As previously mentioned, size matters when it comes to telescopes: the bigger the mirror, the better the telescope (i.e. the greater the resolution and light-gathering capability). The world’s largest single telescope mirrors are the 8.4-metre telescopes used by the Large Binocular Telescope.
Telescope mirrors must be perfectly polished and accurate in shape and size to within a billionth of a metre. This means that making telescope mirrors is extremely difficult and therefore time consuming and very expensive, costing millions of dollars.
But there is an alternative to polished metal and silvered glass: mercury. Simply filling a pan with liquid mercury will create a perfectly flat* reflective surface; the surface can then be made curved by spinning the pan.
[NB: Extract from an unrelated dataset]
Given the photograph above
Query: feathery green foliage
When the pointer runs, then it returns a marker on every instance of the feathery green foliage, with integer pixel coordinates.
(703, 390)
No expensive manufacturing is required and this keeps costs low: a liquid mirror costs about 1% of the cost of a similar-sized conventional mirror. (They do have the disadvantage that they can only point upwards, however.)
The University of British Columbia’s six-metre Large Zenith Telescope in Vancouver is the world’s largest liquid mirror telescope.
The simplicity of constructing a liquid mirror telescope has even led to suggestions that one should be built on the Moon.
* To give you some idea of how flat a liquid mirror is: if you built a mirror the size of the Earth, the largest bump would be less than a millimetre in height.